AI-Ready Enterprise Platform

AI-Ready Platform From NVIDIA

NVIDIA AI Enterprise is a software suite that enables organizations to harness the power of AI, even if they don’t have AI expertise today. Optimized to streamline AI development and deployment, NVIDIA AI Enterprise includes proven, open-sourced containers and frameworks which are certified to run on common data center platforms from VMware and Red Hat, NVIDIA Certified servers configured with GPUs or CPU only, and on the public cloud.

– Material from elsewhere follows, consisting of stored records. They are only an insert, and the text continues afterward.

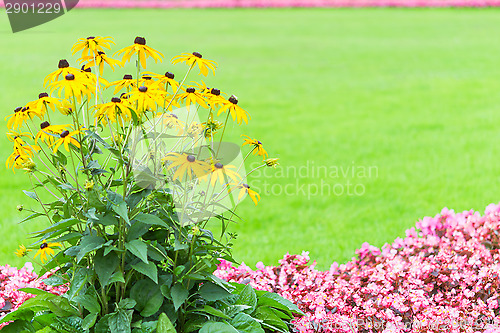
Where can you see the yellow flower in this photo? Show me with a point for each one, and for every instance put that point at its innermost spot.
(141, 50)
(63, 70)
(245, 189)
(73, 85)
(220, 172)
(236, 112)
(258, 149)
(127, 82)
(114, 111)
(146, 98)
(163, 81)
(46, 249)
(171, 121)
(66, 138)
(20, 115)
(99, 60)
(43, 103)
(192, 97)
(272, 162)
(186, 164)
(91, 45)
(22, 251)
(48, 133)
(196, 58)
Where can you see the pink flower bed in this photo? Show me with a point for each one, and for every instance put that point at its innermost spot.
(443, 276)
(12, 279)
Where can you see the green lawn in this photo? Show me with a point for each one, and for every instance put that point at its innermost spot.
(412, 93)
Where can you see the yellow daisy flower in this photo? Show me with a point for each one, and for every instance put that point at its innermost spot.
(139, 47)
(190, 96)
(22, 251)
(236, 112)
(146, 98)
(114, 111)
(186, 164)
(66, 137)
(258, 149)
(163, 81)
(245, 189)
(20, 115)
(43, 103)
(48, 133)
(99, 60)
(196, 58)
(72, 85)
(63, 70)
(91, 45)
(46, 249)
(220, 172)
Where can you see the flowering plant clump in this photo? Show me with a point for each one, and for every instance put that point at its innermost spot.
(128, 177)
(443, 276)
(15, 287)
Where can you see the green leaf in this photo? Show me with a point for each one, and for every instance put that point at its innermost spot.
(217, 327)
(246, 324)
(105, 266)
(89, 321)
(212, 292)
(139, 249)
(215, 312)
(148, 269)
(119, 322)
(87, 244)
(179, 295)
(147, 295)
(150, 219)
(278, 302)
(88, 302)
(248, 297)
(164, 325)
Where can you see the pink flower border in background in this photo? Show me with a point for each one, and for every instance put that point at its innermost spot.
(281, 3)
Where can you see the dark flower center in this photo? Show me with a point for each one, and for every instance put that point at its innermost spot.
(233, 99)
(63, 63)
(140, 40)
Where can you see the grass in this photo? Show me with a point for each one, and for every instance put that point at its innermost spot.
(412, 93)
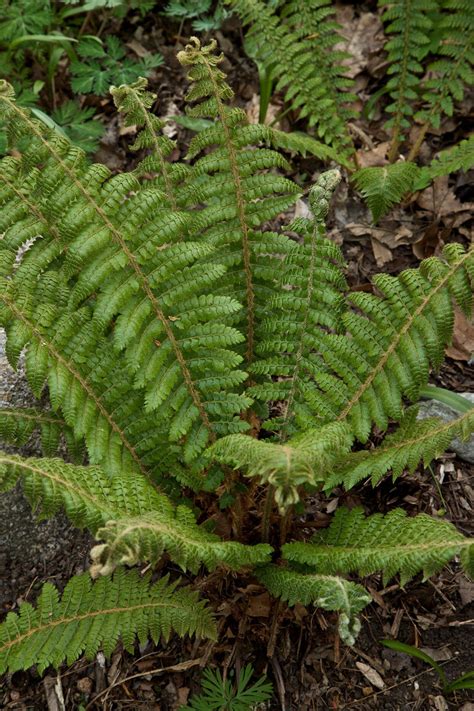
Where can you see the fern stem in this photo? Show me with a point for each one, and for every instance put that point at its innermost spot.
(158, 152)
(267, 513)
(241, 215)
(117, 237)
(447, 397)
(299, 352)
(395, 142)
(401, 333)
(77, 376)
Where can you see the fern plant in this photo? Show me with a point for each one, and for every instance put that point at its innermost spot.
(188, 348)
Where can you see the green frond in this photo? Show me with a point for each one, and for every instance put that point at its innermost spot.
(394, 543)
(458, 157)
(120, 255)
(297, 48)
(384, 187)
(391, 342)
(301, 460)
(17, 426)
(453, 68)
(326, 591)
(135, 102)
(413, 442)
(136, 522)
(409, 23)
(128, 541)
(308, 300)
(236, 187)
(89, 617)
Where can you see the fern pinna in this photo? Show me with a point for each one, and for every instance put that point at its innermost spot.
(178, 338)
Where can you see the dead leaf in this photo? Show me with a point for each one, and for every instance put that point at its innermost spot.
(371, 675)
(439, 703)
(363, 38)
(466, 590)
(375, 157)
(259, 606)
(138, 48)
(441, 654)
(440, 199)
(382, 253)
(252, 110)
(462, 347)
(54, 693)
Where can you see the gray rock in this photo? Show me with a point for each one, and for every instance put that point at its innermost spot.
(433, 408)
(31, 550)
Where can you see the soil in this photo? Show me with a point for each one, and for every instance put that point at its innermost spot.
(309, 668)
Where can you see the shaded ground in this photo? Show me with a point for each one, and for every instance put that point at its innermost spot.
(309, 669)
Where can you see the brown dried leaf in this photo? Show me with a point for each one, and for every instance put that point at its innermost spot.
(371, 675)
(462, 346)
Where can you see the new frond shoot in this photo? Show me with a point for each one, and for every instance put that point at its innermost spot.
(195, 355)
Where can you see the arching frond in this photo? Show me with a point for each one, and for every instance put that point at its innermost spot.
(17, 426)
(392, 342)
(413, 442)
(386, 186)
(95, 616)
(327, 591)
(298, 49)
(393, 543)
(136, 521)
(302, 460)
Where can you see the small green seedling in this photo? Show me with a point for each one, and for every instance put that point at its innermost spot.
(465, 681)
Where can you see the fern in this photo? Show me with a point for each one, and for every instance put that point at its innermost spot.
(93, 616)
(136, 522)
(413, 442)
(17, 426)
(237, 189)
(286, 467)
(298, 49)
(218, 693)
(410, 23)
(176, 336)
(386, 186)
(393, 543)
(326, 591)
(452, 70)
(459, 157)
(392, 342)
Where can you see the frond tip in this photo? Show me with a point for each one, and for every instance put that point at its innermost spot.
(393, 543)
(93, 616)
(329, 592)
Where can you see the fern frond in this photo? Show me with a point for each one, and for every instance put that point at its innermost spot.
(139, 277)
(234, 183)
(136, 522)
(135, 102)
(92, 616)
(391, 342)
(17, 426)
(384, 187)
(413, 442)
(409, 23)
(458, 157)
(302, 460)
(326, 591)
(454, 66)
(298, 50)
(393, 543)
(309, 298)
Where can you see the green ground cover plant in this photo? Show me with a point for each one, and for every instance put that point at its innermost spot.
(201, 359)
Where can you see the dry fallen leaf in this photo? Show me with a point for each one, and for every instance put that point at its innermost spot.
(375, 157)
(371, 675)
(462, 347)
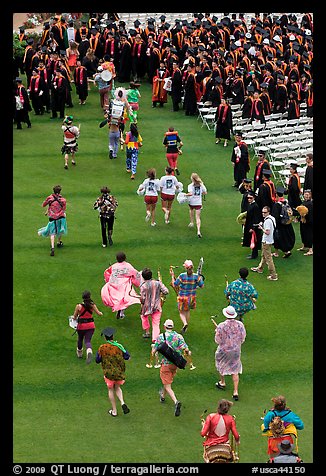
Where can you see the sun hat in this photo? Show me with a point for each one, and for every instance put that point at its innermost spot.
(229, 312)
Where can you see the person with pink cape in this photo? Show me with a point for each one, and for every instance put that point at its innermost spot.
(118, 292)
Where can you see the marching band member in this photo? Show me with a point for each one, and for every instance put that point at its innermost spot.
(186, 283)
(168, 370)
(70, 146)
(119, 279)
(151, 291)
(216, 429)
(112, 356)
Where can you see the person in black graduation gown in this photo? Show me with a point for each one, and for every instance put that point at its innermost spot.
(176, 86)
(124, 71)
(262, 163)
(308, 178)
(266, 191)
(284, 237)
(240, 159)
(253, 218)
(306, 224)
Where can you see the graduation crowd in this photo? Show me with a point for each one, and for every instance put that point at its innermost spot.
(264, 64)
(206, 58)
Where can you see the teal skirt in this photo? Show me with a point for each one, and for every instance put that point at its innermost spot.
(54, 227)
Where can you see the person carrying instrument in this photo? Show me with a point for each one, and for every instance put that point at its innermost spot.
(241, 294)
(70, 146)
(168, 370)
(151, 291)
(216, 429)
(187, 284)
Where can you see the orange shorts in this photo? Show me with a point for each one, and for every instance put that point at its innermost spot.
(167, 373)
(111, 383)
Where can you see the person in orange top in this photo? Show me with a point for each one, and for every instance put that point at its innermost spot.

Since support is included, organizations get the transparency of open source and assurance that the global NVIDIA Enterprise Support team will help AI projects stay on track. With NVIDIA AI Enterprise software, AI is accessible to organizations of any size, providing the compute power, tools, and support so organizations can focus on creating business value from AI, not on the AI infrastructure.

../_images/components-01.png

Optimized so every organization can be good at AI: Every step of the AI workflow is streamlined, from data prep, to training, to inference and deployment and AI practitioners can train on complex neural network models as well as tree-based models. Optimized for AI development and deployment, NVIDIA AI Enterprise includes proven, open-sourced containers and frameworks that ease adoption of enterprise AI such as conversational AI often used for automated customer support and digital sales agents and computer vision used for segmentation, classification and detection.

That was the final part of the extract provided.